Contra Dances are an American melting pot of dance and music that came with the Colonials from England, Ireland, Scotland & France. They were popular from the 17th century onward and were later influenced by Scandinavian and German dances. These dances and music were blended and modified by the New Englanders who kept them alive. They are now danced all over the country and world. The ‘Jefferson & Liberty’ ensemble from MIT’s Contra Dance for All played and led students in these traditional dances which are enjoyed all over the U.S. and the world.
Boston City Archaeologist, Joe Bagley, discussed the Native American history of Boston Common through the Frog Pond site, found on Boston Common during an archaeological dig in 1986. This site contains the oldest artifact known in the city, a 7,500 year old spear point, as well as a 3,000 year old shell midden containing clams from Back Bay and artifacts from daily life on the place we now call Boston Common. Joe also gave flintknapping demonstrations on the art of making stone tools such as spear points, knives, and arrowheads. Students also participated in a hands-on pottery making activity where they were invited to make their own pots, decorate them in traditional Massachusetts Native pottery design, and attempt to reconstruct broken vessels.
Throughout its nearly 400-year history, people have used Boston Common as a place to gather and protest. However, it is the 1960s and 1970s that are most well known for bringing crowds to the Common – some of the largest demonstrations against the Vietnam War had up to 100,000 people. At this station, school groups re-enacted a protest relevant to their lives, and learned the power of many voices united for one purpose.
With guidance from the Leventhal Map Collection at the Boston Public Library, school groups learned about the early geography of early Boston: how quickly could they complete an interactive 5-foot wide puzzle of how the city looked in 1722? What routes would settlers take to bring their livestock to graze on the Common? Students also played an active trivia game to reinforce geography concepts of early Boston.
In Boston, public transportation is used by thousands of people on a daily basis, often without second thought. At the turn of the 20th century, however, the changing public transit system raised many questions of urban planning, including the fate of the city’s beloved Common. New England Historic Genealogical Society showed how Bostonians banded together around a heated campaign to “Save The Common” led by local activist Julia Ward Howe and the Boston Evening Transcript.

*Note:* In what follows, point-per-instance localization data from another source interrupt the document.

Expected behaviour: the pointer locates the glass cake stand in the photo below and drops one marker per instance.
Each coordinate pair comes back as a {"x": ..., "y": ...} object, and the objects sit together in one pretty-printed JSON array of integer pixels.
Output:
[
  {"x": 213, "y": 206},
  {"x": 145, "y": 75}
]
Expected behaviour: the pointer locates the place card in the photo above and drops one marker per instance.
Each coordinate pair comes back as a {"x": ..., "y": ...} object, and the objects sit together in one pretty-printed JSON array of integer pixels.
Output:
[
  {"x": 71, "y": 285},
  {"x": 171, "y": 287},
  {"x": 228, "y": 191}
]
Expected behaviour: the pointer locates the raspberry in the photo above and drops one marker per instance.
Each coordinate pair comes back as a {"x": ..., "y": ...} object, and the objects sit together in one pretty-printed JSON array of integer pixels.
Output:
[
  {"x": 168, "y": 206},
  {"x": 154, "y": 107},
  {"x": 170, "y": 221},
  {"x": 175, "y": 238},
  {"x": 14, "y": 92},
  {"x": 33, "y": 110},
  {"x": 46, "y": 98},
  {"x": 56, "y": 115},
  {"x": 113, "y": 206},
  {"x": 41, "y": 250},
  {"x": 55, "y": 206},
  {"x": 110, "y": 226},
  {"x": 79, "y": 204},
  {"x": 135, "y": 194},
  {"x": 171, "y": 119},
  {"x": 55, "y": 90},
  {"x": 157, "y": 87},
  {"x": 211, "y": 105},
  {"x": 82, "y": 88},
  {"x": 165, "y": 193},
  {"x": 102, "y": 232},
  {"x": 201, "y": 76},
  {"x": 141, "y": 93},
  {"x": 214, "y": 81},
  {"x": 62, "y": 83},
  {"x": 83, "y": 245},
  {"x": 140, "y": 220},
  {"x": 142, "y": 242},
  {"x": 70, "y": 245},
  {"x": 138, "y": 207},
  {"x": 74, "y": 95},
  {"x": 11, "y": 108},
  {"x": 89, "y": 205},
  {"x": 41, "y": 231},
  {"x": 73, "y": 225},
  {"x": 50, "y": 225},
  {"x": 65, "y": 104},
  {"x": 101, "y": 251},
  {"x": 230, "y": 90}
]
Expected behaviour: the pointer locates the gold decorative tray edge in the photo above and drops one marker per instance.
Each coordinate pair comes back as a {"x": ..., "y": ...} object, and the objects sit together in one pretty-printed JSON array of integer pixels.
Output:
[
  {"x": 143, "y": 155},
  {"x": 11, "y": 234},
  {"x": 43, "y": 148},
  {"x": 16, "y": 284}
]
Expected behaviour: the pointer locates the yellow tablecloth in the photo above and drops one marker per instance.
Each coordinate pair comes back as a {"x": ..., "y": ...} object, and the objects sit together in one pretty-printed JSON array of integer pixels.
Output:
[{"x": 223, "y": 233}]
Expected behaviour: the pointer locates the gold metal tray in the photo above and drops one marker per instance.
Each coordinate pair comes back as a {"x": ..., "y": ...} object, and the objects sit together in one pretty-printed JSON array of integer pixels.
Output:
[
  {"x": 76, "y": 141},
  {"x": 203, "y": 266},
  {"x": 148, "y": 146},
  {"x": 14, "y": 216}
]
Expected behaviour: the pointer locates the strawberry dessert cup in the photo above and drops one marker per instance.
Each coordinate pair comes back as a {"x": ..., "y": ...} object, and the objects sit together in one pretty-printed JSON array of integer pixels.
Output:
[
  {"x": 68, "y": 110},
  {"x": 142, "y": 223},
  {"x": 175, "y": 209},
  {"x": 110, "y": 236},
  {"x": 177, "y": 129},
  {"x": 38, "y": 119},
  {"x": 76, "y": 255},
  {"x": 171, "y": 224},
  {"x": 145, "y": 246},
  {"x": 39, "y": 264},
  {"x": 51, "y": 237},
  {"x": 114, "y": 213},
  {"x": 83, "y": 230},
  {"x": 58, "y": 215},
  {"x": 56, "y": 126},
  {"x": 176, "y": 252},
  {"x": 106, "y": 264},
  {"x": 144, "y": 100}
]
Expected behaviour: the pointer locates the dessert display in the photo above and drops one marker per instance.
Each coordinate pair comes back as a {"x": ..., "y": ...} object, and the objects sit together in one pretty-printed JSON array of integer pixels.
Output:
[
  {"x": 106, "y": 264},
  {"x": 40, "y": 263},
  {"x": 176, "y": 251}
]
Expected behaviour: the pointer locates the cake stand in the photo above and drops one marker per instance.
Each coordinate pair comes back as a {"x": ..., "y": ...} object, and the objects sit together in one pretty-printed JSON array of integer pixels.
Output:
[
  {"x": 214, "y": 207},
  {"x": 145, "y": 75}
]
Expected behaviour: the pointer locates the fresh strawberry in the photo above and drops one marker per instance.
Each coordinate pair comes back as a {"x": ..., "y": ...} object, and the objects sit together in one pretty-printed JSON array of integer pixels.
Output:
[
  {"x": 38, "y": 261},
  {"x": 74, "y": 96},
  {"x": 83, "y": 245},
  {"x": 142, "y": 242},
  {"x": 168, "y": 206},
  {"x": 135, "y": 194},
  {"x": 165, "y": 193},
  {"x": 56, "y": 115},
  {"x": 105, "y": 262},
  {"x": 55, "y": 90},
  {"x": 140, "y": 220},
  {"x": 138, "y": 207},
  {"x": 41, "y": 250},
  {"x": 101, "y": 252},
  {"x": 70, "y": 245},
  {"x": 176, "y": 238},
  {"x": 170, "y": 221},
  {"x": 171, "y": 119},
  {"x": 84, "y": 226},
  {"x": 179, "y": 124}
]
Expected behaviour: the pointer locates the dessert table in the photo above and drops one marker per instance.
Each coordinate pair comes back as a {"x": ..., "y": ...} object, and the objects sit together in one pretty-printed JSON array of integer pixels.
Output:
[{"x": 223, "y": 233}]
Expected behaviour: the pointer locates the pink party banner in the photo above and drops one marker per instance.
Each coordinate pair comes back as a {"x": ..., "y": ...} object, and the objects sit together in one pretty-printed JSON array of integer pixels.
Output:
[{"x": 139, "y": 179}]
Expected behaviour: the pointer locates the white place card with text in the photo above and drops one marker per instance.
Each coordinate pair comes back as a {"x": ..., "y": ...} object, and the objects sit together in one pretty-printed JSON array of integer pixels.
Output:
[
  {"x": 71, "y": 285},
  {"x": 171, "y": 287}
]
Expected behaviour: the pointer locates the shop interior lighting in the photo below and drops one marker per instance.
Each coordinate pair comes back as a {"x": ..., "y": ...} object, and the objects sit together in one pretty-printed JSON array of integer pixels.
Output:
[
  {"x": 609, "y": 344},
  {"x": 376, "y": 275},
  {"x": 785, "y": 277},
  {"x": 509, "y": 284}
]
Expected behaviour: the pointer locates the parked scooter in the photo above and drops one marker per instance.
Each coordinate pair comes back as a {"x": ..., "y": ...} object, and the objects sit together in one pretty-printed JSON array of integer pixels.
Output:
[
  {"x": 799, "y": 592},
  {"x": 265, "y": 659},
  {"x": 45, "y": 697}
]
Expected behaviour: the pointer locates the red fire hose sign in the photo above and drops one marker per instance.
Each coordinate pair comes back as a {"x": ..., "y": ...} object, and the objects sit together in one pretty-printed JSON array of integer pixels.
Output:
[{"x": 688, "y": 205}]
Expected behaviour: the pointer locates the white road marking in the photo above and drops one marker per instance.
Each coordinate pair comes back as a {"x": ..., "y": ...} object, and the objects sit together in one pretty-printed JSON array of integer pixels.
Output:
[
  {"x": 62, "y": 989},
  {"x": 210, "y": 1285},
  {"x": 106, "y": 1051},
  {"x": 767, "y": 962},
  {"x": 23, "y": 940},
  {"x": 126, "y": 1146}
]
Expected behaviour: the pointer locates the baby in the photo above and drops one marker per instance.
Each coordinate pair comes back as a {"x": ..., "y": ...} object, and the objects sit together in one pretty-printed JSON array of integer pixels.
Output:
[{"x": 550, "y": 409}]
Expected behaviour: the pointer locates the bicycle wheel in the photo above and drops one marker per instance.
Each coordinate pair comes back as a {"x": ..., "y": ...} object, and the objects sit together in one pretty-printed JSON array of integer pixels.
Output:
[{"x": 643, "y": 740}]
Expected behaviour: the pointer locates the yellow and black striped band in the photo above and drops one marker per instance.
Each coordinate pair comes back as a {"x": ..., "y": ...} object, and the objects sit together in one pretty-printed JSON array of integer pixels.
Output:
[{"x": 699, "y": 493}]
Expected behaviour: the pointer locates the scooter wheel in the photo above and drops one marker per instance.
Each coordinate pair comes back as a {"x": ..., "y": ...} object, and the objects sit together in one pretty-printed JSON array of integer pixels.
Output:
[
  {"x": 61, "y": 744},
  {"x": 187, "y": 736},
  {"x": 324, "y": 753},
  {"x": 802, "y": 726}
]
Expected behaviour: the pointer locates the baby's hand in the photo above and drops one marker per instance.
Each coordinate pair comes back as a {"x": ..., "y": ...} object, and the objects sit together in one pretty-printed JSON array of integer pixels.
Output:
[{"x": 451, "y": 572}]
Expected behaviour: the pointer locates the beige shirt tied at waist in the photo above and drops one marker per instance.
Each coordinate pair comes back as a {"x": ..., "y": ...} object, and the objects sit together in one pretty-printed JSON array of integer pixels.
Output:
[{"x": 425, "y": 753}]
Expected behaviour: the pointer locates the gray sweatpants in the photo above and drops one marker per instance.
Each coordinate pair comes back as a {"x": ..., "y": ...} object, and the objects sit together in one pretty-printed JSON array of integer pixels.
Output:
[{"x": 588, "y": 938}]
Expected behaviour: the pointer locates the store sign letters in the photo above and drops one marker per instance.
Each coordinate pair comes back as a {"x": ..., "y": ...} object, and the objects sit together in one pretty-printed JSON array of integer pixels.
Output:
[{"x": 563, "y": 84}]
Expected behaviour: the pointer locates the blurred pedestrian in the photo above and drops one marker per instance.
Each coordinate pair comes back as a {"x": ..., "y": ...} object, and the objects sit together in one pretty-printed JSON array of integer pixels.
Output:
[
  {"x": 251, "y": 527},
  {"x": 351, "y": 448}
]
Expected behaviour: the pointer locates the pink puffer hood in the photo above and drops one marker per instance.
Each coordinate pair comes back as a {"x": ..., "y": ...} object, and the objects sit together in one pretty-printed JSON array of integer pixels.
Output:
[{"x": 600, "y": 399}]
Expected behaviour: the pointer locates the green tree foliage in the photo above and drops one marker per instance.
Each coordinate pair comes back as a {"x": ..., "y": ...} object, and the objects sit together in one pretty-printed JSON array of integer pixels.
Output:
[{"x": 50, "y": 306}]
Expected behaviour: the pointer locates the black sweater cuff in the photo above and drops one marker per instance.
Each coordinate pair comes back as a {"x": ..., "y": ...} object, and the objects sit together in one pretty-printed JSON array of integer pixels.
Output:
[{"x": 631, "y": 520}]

When the first European colonists arrived in this area the geography was very different from the landscape you see today. The waters’ edge was right along Charles Street, at the edge of the Boston Common. Twice each day tidewater flowed in and out of the Back Bay exposing mudflats, shellfish beds, and in some places sandy beaches. Soon after the colonists arrived they began to increase their usable land area by filling in these mudflats, making land for the Public Garden, and for buildings in the Back Bay. A line of blue survey flags marks the line of the pre-colonial shoreline along the Charles Street edge of the Boston Common.